Stuffed Chinese Mushrooms
posted in Other Meat Dishes |I use the dried chinese mushrooms for this dish. The mushroom are shoaked in water to
soften,cleaned to remove any dirt, Squeeze dry and put aside. For a faster way to cook, i
use canned bamboo shoots and canned water chestnuts bought in the supermarket.

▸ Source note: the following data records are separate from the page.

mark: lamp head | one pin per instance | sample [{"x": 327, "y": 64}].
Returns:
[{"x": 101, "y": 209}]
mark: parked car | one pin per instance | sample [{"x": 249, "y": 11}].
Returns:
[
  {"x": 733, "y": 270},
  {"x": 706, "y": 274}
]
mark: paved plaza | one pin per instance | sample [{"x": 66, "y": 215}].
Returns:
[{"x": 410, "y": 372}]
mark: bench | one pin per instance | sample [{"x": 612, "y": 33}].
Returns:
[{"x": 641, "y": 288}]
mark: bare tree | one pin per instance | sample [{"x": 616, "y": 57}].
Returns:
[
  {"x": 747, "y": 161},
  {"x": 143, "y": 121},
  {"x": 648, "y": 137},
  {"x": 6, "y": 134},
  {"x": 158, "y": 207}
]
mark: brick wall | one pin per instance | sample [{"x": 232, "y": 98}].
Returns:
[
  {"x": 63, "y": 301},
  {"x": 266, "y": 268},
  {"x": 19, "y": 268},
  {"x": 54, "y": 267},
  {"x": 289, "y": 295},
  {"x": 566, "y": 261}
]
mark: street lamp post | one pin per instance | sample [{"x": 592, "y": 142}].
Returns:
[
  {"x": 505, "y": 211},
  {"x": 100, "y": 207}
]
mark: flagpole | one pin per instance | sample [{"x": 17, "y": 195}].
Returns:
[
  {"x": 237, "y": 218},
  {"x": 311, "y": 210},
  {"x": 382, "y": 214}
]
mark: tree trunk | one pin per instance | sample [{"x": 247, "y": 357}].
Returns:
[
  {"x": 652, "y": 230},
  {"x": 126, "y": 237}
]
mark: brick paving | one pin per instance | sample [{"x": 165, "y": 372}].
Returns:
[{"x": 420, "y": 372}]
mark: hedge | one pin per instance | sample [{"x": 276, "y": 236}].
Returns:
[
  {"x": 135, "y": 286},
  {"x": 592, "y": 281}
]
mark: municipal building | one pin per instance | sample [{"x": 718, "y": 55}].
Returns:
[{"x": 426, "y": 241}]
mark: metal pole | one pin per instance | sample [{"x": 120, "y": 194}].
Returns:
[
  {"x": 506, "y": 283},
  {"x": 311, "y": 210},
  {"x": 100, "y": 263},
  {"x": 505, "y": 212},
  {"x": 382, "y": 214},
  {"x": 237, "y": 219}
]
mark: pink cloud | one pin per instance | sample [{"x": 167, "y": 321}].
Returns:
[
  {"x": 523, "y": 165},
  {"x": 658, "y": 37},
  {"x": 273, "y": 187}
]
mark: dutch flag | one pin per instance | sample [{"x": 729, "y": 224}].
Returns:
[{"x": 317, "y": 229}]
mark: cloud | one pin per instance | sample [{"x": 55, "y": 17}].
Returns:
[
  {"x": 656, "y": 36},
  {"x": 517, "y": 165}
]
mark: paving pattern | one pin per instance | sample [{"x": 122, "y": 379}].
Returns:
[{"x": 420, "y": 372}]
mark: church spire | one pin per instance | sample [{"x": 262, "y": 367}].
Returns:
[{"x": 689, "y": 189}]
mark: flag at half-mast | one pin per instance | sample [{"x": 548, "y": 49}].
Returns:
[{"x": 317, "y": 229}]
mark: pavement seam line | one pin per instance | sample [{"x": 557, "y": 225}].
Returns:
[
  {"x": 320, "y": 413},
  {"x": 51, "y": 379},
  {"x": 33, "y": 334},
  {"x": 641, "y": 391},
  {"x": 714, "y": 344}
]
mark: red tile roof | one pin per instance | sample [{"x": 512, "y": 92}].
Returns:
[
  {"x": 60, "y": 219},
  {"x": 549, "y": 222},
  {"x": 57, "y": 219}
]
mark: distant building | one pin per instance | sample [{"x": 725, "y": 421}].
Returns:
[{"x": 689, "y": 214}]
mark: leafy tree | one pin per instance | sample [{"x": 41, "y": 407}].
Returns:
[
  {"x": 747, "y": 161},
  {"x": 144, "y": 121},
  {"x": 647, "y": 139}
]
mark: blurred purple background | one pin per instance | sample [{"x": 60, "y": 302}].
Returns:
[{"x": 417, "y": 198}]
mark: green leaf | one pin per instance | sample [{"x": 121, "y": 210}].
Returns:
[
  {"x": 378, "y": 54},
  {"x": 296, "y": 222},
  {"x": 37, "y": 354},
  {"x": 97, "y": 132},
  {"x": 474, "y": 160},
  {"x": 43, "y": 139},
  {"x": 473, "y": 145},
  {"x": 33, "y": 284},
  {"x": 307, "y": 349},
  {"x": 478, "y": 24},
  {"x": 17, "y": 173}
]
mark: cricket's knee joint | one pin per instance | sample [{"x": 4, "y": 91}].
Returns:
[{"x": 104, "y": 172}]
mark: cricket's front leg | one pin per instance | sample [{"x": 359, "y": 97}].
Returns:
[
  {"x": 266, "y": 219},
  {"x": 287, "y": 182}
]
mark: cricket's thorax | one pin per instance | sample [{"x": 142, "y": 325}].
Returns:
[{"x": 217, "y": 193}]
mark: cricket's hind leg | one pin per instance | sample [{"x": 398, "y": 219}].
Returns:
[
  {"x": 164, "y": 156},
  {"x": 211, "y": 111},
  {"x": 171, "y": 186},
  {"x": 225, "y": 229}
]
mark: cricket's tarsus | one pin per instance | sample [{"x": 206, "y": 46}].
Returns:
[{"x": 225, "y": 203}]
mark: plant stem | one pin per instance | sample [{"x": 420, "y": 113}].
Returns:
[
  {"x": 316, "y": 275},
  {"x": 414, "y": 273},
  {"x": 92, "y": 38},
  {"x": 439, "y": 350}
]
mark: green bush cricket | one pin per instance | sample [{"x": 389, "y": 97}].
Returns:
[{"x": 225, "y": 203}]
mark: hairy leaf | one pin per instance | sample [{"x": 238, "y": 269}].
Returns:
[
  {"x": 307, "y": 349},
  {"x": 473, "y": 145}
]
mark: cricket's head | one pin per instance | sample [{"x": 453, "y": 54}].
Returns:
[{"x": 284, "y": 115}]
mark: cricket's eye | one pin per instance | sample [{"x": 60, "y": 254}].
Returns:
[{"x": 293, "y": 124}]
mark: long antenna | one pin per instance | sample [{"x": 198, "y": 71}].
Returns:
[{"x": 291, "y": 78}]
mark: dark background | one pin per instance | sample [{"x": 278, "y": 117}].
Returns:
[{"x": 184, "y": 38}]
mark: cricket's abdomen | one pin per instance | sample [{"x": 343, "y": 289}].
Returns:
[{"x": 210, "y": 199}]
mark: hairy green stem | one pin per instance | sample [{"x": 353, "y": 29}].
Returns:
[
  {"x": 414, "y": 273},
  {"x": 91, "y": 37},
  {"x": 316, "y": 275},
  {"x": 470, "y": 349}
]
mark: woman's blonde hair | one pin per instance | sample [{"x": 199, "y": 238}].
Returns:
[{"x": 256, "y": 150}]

The
mushrooms are chosen with almost the same sizes about 2 inches.
Ingredients:
8 open mushrooms, soaked and softened
100 gm raw pork including a little fat
2 thin slices canned bamboo shoots
3 canned water chestnuts
1 teaspoon chopped onion
1 teaspoon chicken stock
pinch of salt and M.S.G.
1 teaspoon soya sauce
1 teaspoon cornflour with 1 teaspoon water to mix
2 to 3 tablespoon cooking oil
Method:
Wipe the top dry and remove the stems of mushrooms. Chop the pork, then add the bamboo
shoots and water chestnuts and chopped all finely. Add the onion,chicken stock,seasonings
and soya sauce, finally the cornflour mixture. Beat this ‘dough’, time and again, on the
wooden board until firm.
Divide into 8 portions and pack each mushroom firmly with pork mixtures. Set aside. Heat a
frying pan. Add enough oil to fry the mushrooms, stuffed sides down and cook for 1 minute.
Reduce the heat and cook for another 5 minutes. turn the mushrooms and cook the top for 2
minutes. Drain and garnish with parsley leaves.